Wells Fargo’s $15 billion, or $7 a share, all-in bid easily trumps Citigroup’s $2.16 billion, or $1 per share, offer for Wachovia’s deposits, loan portfolio, and retail banking branches. The Citigroup offer did not include Wachovia’s A.G. Edwards brokerage unit or Evergreen mutual fund family.
“It provides superior value compared to the previous offer to acquire only the banking operations of the company,” Wells Fargo Chairman Richard Kovacevich said in defense of his company’s offer. “Wachovia shareholders will have a meaningful opportunity to participate in the growth and success of a combined Wachovia-Wells Fargo that will be one of the world's great financial services companies.”
Wells Fargo said that it not only intends to keep Wachovia in tact, but also requires no assistance from the Federal Deposit Insurance Corp. (FDIC). That runs contrary to Citi’s offer, which relied heavily on the FDIC for financing.
“The FDIC stands behind its previously announced agreement with Citigroup,” said FDIC Chairman Sheila Bair. “The FDIC will be reviewing all proposals and working with the primary regulators of all three institutions to pursue a resolution that serves the public interest.”
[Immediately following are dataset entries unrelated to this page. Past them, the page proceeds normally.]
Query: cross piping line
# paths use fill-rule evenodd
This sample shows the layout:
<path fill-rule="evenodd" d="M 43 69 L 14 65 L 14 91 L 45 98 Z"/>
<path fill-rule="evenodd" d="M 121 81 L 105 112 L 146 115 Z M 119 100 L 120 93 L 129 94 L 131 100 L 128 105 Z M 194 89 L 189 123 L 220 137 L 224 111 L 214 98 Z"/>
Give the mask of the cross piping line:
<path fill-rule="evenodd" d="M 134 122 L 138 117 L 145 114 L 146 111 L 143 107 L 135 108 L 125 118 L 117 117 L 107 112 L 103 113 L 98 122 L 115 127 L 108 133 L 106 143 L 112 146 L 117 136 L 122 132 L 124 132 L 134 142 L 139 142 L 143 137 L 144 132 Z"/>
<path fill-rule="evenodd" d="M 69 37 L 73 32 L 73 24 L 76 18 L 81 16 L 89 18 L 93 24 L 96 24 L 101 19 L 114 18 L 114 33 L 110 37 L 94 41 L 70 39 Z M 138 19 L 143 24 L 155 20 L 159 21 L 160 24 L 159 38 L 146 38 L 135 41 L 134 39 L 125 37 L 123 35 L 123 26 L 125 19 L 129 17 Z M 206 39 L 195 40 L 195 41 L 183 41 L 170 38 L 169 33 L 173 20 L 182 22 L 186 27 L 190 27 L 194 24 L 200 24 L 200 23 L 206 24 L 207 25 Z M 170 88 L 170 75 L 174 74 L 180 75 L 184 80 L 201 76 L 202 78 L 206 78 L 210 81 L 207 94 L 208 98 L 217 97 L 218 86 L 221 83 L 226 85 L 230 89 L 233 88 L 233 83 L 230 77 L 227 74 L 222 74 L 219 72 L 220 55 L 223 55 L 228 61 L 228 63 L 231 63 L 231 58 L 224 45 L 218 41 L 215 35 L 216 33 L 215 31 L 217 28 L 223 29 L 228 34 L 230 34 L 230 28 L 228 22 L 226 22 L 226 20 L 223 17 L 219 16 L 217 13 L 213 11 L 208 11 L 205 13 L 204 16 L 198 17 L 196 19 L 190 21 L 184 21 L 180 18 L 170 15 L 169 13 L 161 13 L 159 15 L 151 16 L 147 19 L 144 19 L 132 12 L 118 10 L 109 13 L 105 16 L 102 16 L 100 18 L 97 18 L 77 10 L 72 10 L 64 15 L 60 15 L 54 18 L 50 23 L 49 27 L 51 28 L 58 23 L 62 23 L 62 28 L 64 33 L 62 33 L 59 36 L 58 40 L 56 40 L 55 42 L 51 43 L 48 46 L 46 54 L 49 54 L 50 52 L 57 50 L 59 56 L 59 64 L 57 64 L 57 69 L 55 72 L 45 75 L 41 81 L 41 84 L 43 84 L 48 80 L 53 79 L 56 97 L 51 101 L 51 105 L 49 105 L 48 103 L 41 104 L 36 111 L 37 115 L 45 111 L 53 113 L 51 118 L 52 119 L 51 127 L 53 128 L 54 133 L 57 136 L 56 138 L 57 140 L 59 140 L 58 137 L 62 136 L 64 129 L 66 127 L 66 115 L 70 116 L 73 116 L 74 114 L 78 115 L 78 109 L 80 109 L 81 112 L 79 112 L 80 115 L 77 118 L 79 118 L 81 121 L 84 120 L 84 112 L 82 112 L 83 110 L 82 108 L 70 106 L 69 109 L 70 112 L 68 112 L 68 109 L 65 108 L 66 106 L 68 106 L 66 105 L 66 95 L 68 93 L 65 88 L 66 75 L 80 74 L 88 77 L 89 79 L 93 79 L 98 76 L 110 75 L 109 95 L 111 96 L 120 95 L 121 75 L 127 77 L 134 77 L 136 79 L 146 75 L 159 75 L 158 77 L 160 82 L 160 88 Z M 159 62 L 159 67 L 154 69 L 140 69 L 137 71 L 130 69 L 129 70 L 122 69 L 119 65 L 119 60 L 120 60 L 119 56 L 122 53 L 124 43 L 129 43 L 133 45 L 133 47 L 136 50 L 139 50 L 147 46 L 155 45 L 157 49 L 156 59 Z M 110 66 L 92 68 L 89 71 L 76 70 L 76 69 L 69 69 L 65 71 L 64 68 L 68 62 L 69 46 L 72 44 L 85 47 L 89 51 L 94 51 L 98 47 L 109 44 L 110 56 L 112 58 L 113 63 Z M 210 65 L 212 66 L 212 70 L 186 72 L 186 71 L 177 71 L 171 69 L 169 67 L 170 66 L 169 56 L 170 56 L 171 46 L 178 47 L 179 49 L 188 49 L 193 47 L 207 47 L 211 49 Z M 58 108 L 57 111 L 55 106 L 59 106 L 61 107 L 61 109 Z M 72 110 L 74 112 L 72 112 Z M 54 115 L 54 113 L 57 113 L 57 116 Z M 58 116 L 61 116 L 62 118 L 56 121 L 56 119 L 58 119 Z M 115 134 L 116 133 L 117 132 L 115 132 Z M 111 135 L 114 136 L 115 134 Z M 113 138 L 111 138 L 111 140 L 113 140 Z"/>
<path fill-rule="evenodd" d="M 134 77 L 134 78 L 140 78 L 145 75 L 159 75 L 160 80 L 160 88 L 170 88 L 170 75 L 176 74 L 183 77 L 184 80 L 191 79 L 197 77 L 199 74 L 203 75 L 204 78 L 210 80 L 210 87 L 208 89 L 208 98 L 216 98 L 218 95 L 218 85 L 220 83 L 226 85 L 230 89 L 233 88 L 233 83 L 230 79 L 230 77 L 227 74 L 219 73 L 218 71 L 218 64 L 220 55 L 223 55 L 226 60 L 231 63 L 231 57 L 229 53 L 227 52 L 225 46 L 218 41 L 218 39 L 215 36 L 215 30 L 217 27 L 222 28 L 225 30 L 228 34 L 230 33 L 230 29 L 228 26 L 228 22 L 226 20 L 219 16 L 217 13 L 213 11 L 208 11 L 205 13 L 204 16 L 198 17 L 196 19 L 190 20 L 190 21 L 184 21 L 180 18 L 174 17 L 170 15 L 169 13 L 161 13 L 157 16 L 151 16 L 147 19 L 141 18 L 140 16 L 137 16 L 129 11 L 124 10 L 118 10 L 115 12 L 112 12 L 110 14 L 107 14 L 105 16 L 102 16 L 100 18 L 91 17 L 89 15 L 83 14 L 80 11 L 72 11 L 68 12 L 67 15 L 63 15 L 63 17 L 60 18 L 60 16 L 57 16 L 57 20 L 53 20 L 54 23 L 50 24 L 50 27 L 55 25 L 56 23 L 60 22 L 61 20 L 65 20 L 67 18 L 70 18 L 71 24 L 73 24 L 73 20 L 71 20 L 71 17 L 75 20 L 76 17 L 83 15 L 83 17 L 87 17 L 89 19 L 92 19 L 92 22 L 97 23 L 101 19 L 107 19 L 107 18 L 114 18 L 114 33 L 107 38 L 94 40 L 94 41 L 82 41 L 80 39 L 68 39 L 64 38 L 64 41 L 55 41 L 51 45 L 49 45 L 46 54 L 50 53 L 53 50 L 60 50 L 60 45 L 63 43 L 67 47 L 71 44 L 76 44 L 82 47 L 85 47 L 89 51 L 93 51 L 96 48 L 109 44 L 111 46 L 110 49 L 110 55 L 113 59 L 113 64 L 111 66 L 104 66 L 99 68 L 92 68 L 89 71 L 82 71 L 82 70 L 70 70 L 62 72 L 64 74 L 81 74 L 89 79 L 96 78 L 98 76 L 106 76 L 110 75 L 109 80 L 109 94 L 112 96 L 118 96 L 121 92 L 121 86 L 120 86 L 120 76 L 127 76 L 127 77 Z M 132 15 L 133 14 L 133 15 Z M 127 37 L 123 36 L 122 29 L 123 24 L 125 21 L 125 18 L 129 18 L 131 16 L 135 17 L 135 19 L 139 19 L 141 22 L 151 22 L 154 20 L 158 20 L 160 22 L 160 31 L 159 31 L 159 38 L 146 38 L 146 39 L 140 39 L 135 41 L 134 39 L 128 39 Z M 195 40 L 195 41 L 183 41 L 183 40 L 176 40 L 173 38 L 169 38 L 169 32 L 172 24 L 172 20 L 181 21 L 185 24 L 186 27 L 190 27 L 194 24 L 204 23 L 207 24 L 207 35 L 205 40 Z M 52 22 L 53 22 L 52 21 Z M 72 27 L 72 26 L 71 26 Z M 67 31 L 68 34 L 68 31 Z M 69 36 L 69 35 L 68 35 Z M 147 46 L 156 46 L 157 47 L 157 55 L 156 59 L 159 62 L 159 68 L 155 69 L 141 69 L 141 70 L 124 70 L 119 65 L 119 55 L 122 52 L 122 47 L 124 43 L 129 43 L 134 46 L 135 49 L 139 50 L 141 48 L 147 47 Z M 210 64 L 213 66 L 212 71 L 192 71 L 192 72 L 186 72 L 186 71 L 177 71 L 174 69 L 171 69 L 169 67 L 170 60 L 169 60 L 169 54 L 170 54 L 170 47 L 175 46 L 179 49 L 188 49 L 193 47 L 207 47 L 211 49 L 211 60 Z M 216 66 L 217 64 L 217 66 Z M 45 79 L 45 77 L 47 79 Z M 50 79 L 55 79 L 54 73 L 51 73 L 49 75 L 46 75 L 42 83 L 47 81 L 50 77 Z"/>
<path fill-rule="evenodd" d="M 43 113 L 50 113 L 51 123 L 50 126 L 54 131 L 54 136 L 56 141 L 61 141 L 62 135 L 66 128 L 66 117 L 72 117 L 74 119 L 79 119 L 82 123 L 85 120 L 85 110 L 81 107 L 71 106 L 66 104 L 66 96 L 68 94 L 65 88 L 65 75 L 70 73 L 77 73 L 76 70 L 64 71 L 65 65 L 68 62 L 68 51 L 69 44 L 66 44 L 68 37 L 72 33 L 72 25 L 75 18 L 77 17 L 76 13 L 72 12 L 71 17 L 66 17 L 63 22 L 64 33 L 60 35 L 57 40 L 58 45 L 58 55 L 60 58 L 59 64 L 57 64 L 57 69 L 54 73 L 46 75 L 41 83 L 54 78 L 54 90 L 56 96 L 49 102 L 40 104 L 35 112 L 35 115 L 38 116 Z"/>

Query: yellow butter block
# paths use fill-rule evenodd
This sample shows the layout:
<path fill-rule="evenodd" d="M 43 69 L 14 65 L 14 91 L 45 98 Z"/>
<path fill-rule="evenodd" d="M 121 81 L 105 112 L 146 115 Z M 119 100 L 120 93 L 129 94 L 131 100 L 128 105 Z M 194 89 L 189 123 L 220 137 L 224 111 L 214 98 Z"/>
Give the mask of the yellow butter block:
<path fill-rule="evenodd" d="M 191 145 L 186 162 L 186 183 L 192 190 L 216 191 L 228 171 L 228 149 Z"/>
The Federal Reserve and Office of the Comptroller said that Citigroup’s proposal has already been reviewed and approved, but that regulators would work with all of the parties involved “to achieve an outcome that protects all Wachovia creditors, including depositors, insured and uninsured, and promotes market stability.”
Wells Fargo’s action could lead to a standoff with federal regulators, or possibly a bidding war. Citigroup has the option of either taking legal action to block the deal, or increasing its offer.
“If Citigroup is serious, they should boost their bid and become a more competitive buyer, rather than whining,” Sean Egan, managing director of Egan-Jones Ratings Co., told Bloomberg. “It should be easy for Wells Fargo to compensate Citigroup if they decide that's the right course.”
The addition of Wachovia’s 3,300 retail-banking branches and $2.2 billion in deposits would make Citi the third-biggest U.S. bank network and solidify its status as the nation's largest lender by assets. The acquisition would also provide Citi with a cheap, stable source of funding at a time when credit is scarce.
If Citi wins the bidding war for Wachovia, it will have $2.91 trillion, more than $600 billion in deposits, and 4,300 U.S. bank offices in 21 states.
However, should Wells Fargo come out ahead, it will have $1.42 trillion in assets, $787 billion in deposits, and 10,761 branches in 39 states.
Whichever bank takes over Wachovia’s loan portfolio will inherit roughly $122 billion in adjustable-rate mortgages, the majority of which were distributed to subprime borrowers and are likely to default.